Please use this identifier to cite or link to this item: https://scholarbank.nus.edu.sg/handle/10635/183022
Title: "BEHIND BARS AND WITHIN WALLS": SURVIVING CHANGI WOMEN'S PRISON
Authors: INDIRA ARUMUGAM
Issue Date: 1999
Citation: INDIRA ARUMUGAM (1999). "BEHIND BARS AND WITHIN WALLS": SURVIVING CHANGI WOMEN'S PRISON. ScholarBank@NUS Repository.

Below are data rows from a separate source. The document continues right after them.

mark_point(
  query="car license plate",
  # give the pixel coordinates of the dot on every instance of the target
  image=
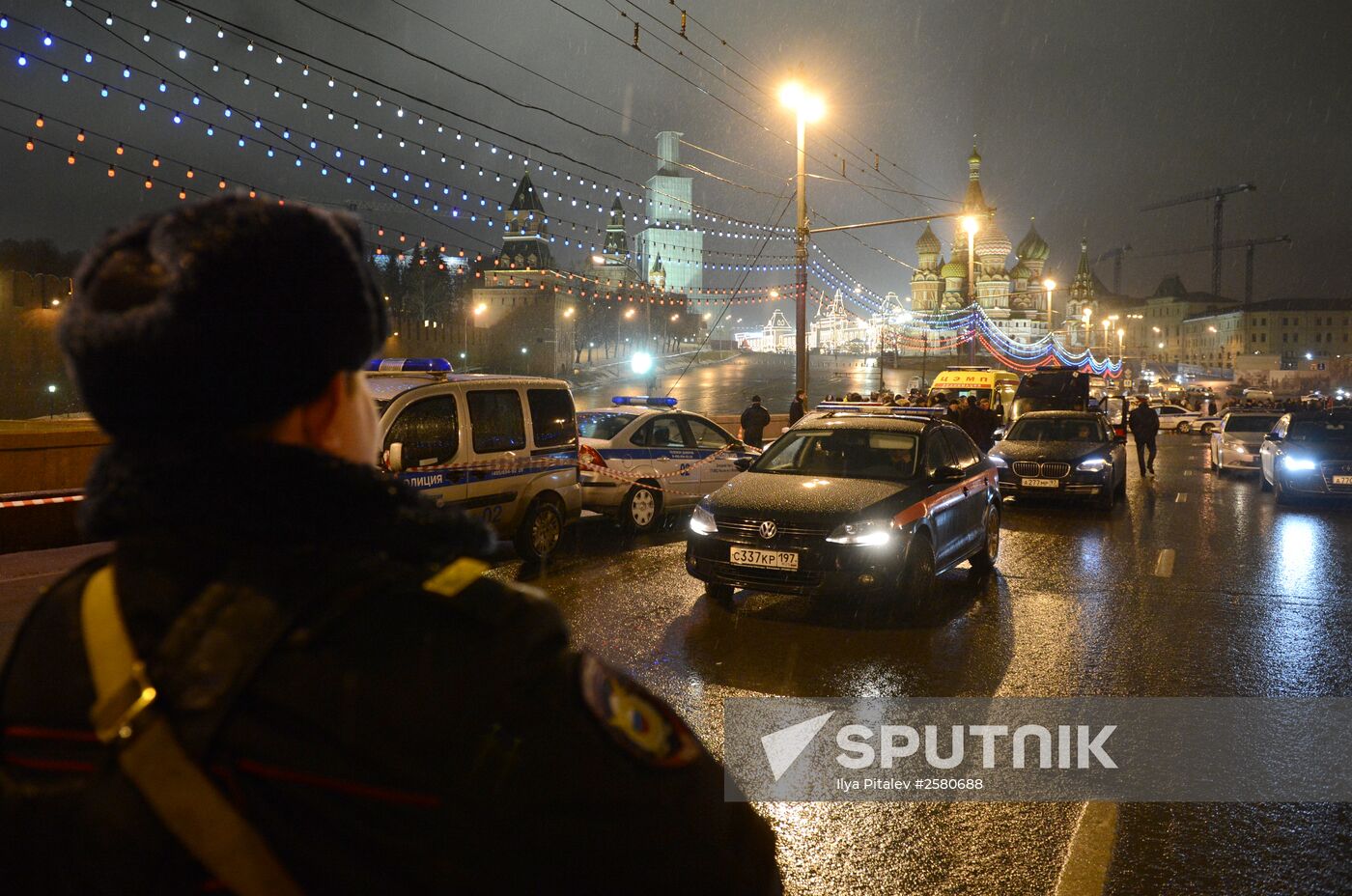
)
(764, 558)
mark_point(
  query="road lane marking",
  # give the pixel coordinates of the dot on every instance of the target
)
(1090, 852)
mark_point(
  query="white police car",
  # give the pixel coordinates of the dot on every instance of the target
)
(503, 447)
(642, 457)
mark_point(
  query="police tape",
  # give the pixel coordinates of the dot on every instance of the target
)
(37, 501)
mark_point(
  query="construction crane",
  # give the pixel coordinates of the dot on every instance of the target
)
(1217, 196)
(1115, 254)
(1247, 245)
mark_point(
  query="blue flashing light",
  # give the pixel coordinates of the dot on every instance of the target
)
(645, 401)
(408, 365)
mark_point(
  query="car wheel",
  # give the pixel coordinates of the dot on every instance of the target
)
(540, 531)
(984, 560)
(916, 577)
(1105, 499)
(720, 595)
(642, 508)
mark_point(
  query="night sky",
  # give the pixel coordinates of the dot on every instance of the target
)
(1084, 112)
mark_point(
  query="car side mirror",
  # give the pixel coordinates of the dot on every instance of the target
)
(948, 474)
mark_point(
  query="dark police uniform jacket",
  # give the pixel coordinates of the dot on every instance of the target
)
(403, 737)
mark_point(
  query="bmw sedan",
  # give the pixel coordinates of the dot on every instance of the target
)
(1061, 454)
(1307, 454)
(849, 503)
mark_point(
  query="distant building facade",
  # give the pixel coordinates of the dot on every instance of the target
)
(669, 236)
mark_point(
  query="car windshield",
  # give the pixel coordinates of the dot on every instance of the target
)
(858, 454)
(1057, 430)
(604, 425)
(1260, 423)
(1338, 430)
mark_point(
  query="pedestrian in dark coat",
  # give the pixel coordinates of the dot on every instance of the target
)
(795, 407)
(408, 726)
(754, 419)
(1145, 425)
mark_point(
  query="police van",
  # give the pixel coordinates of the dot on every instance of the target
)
(642, 457)
(502, 447)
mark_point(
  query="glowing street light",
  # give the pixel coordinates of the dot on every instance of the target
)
(807, 107)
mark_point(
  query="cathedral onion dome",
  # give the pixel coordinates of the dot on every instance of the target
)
(993, 243)
(1033, 247)
(928, 243)
(953, 269)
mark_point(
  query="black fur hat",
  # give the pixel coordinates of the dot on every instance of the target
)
(219, 315)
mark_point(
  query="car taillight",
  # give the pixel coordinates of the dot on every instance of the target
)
(588, 457)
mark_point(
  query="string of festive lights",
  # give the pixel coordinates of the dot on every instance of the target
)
(335, 149)
(283, 56)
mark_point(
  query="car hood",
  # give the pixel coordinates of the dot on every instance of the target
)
(1067, 452)
(807, 499)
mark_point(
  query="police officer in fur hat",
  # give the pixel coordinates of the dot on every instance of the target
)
(290, 675)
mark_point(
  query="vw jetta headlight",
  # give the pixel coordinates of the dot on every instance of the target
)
(702, 520)
(871, 533)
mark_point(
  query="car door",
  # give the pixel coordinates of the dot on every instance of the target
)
(713, 445)
(499, 457)
(428, 433)
(944, 500)
(967, 457)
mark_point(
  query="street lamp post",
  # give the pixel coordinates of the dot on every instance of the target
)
(971, 226)
(1050, 286)
(807, 108)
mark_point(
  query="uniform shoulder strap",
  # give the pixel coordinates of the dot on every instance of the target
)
(192, 808)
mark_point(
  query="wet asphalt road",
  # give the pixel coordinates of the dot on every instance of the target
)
(1259, 602)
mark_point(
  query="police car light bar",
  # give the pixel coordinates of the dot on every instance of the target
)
(408, 365)
(645, 401)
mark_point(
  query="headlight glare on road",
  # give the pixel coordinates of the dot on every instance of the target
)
(702, 521)
(871, 533)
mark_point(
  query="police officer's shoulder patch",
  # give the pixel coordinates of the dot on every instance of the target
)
(637, 720)
(457, 577)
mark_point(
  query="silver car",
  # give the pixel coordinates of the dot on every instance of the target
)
(1234, 445)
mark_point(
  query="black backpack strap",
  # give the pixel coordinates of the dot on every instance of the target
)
(210, 670)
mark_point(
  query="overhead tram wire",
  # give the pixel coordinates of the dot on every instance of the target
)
(729, 303)
(486, 87)
(299, 149)
(391, 91)
(844, 149)
(574, 92)
(709, 94)
(867, 148)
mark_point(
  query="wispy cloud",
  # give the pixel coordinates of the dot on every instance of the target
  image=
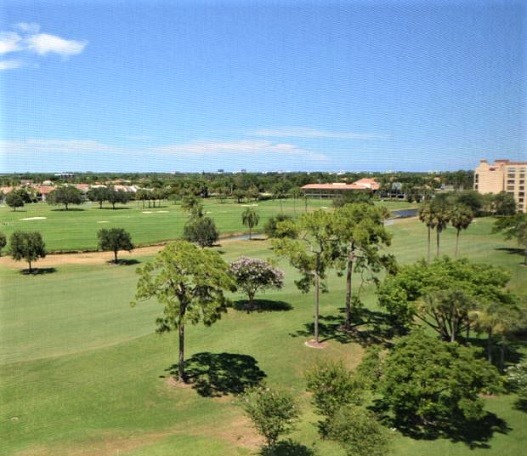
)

Abstract: How prisoners survive prison is the fundamental question of this thesis. The impositions of the penal phenomenon on the inmate is encapsulated in the discourse of the prison. It is this discursive object: "the good prisoner" that is the disciplinary mechanism. All the rules, regulations and routines are instituted in an effort to achieve this ideal. Prisons have been of interest to many social scientists from Sykes to Giallombardo, from Foucault to Goffman. These studies have dealt with such issues as power, resistance and adaptation to the penal environment. One of the most important adaptation strategies has largely been overlooked: that of collaboration. This thesis argues that the penal phenomenon cannot fulfil its aims without the input of the prisoners. The contribution of inmates to surveillance, order and discipline is invaluable though often been neglected. Moreover, inmate subculture which is often seen as a site of resistance is a mechanism of social control as well. It contributes to the exercise of power by the authorities. However, any study of power is incomplete without taking into account resistance to that imposed power. The notion of "insubordination within compliance" is explored. The battle between the officers and the inmates is moved onto the symbolic field. Resistance is seen as possible only if it is covert and small scale. Finally, it is argued that fantasy is a site of resistance against the alienation of the self that is part of the penal process as well as against the penal phenomenon itself.